Anorexia has vicious tentacles that take a strong hold of bright, ambitious young people who come to the point of life or death. Body perceptions are hard to dispel, and it takes an entire medical team to help them get strong enough to play, and then leave.

A deadly car wreck claims the father, sister and leaves three other family members in hospitals. Five year old Claire spends months on Peds, relearning to crawl, walk, and talk with the Playlady.

It is a total shock when the hospital eliminates the recreational therapy programs, due to budget cuts. Anger, and sadness finally give way to hope, when Playlady finds herself walking down the hall of the State Psychiatric hospital with a huge ring of keys clipped to her belt. Sometimes that's the only way to tell who stays and who goes home at night.

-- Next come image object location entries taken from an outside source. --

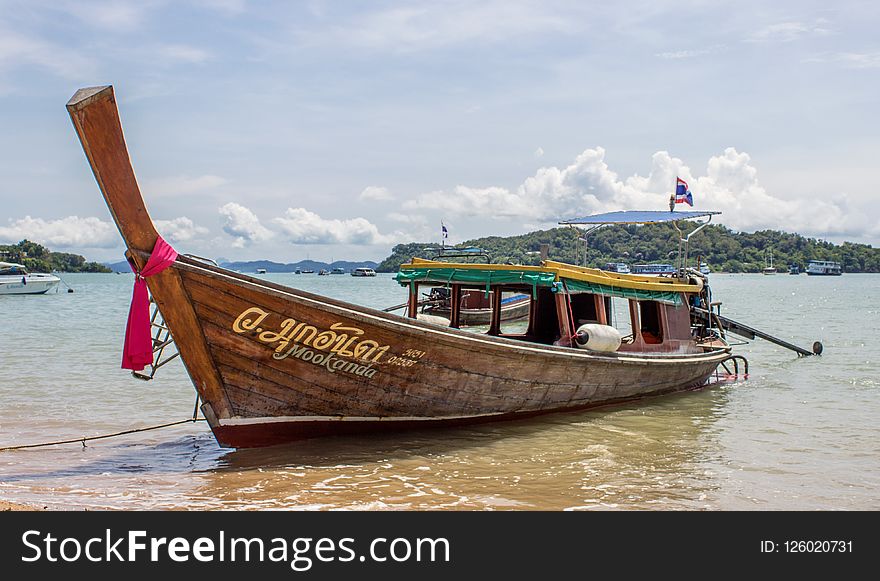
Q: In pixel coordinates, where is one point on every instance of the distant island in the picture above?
(723, 249)
(38, 258)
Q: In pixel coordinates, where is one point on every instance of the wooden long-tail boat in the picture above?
(272, 364)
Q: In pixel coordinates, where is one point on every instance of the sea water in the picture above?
(799, 434)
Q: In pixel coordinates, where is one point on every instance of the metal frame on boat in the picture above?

With a minor in Psychology going along with the BS in Recreational Therapy, it was a great opportunity to actually live, work and play with folk who exhibited all the symptoms written of in the texts. The paranoid schizophrenic, the depressed, the murderers judged insane by a jury, become daily companions. Sandy used to be a bird, and has a picture on the wall to prove it. Joe speaks in word salad, totally unintelligible. Outings can be scary, embarrassing, but are an essential part of judging a patients ability to live on the outside. Many never do.

Again, Playladyis out of a job, and again she finds a new one. Back to the same hospital where she worked on Peds, but now in the inpatient, acute, psych ward. Different keys on the belt, some of the same diagnoses.

Electro Convulsive Therapy (ECT) is back in use. Better known as shock treatment, it totally changes the life of an elderly woman who failed at suicide with a shotgun blow. By the end of her stay she was singing with Playlady at the piano.

Whatever the diagnosis, there is a need that can be fulfilled by Playlady. Finding that need, and determining how to meet it, is the most exciting part of being a recreational therapist.